Ensuite, le président de l’UTICA, Hamadi Ben Sedrine, a révélé par inadvertance les projets contre-révolutionnaires motivant les négociations engagées par son organisation avec les syndicats et les groupes petits bourgeois. Il a dit, « Je me consacre à rétablir l’ordre dans l’économie du pays, du moins dans le secteur privé, tant que les bureaux exécutifs de l’UTICA et de l’UGTT se réunissent autour d’une table en compagnie du ministre des Affaires sociales et tant que toutes les parties concernées prennent des engagements précis. »
Sedrine a exigé que l’UGTT l’aide à mettre fin aux « grèves du zèle, aux revendications excessives et aux occupations des lieux de travail des travailleurs qui recourent souvent à de telles pratiques visant à saborder intérieurement, par la paresse et l’inertie, les entreprises qui les emploient. »
Il a expliqué qu'il était essentiel de briser l’opposition de la classe ouvrière pour obtenir le soutien d’importants investisseurs étrangers : « Laurence Parisot, la présidente du MEDEF, la fédération patronale française, viendra en Tunisie à la fin du mois de mai.
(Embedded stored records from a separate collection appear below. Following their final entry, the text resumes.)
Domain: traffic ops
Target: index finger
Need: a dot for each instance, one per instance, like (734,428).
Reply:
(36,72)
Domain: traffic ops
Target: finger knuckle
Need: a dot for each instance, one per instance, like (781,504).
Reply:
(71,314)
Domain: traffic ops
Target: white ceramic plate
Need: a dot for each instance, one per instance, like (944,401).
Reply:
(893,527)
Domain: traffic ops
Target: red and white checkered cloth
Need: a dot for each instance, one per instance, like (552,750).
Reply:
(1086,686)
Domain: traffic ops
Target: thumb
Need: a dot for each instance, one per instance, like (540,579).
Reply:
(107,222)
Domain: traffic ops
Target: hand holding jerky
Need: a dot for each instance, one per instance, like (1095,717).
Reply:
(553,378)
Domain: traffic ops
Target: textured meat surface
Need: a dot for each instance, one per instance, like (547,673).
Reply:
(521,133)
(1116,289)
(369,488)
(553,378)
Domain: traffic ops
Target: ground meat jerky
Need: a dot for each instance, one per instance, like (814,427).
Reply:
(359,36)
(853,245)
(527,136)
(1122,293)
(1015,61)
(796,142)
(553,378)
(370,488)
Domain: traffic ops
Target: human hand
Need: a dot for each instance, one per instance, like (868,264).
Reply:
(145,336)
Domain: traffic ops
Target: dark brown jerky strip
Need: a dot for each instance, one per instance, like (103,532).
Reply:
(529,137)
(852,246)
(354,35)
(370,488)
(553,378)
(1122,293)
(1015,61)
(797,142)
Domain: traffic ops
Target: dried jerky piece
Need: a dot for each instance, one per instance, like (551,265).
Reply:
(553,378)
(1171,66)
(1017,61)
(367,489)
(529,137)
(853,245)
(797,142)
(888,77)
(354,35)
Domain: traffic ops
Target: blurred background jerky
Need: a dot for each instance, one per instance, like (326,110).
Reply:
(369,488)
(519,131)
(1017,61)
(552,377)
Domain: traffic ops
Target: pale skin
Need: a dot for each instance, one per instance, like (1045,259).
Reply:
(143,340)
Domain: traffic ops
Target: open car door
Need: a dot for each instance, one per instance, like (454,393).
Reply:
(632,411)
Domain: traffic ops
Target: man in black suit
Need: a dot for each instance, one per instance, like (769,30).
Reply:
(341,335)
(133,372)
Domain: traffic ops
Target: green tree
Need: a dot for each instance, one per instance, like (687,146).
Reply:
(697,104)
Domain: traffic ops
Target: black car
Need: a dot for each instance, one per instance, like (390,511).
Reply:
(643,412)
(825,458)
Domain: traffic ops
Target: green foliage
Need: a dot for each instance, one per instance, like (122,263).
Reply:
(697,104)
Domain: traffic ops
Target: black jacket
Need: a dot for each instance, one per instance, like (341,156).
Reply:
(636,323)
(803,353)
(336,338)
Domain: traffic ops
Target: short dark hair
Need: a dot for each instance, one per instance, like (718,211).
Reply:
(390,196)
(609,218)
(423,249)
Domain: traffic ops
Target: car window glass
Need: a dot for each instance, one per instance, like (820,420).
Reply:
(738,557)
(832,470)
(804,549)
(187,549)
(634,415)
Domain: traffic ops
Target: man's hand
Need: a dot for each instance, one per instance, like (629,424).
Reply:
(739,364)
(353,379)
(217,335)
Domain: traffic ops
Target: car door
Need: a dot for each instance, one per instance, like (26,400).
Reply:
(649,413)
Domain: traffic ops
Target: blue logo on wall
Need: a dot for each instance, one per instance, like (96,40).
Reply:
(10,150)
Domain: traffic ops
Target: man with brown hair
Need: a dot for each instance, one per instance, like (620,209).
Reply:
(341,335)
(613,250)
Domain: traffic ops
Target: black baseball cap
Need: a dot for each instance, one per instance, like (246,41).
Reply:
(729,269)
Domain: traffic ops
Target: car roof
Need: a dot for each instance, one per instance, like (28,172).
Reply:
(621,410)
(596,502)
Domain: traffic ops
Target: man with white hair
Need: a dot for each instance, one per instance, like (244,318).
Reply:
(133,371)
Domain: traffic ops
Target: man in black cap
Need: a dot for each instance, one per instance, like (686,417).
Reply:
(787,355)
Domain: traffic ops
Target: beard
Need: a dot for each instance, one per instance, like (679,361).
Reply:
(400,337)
Comment pouvons-nous discuter du maintien et de la croissance des investissements français en Tunisie si cette atmosphère de revendications anarchiques continue de prévaloir dans le secteur privé de notre pays ? »
Dans ces conditions, le récent élargissement de la Commission – notamment en triplant le nombre des représentants des partis politiques de sorte que chaque représentant a aussi un représentant féminin et un représentant des jeunes - est une fraude cynique. Son but est de conférer un nouveau visage à la Commission sans en changer son caractère de classe : une assemblée contre-révolutionnaire de l’ensemble de l’establishment politique visant à mettre un terme aux luttes de la classe ouvrière en Tunisie.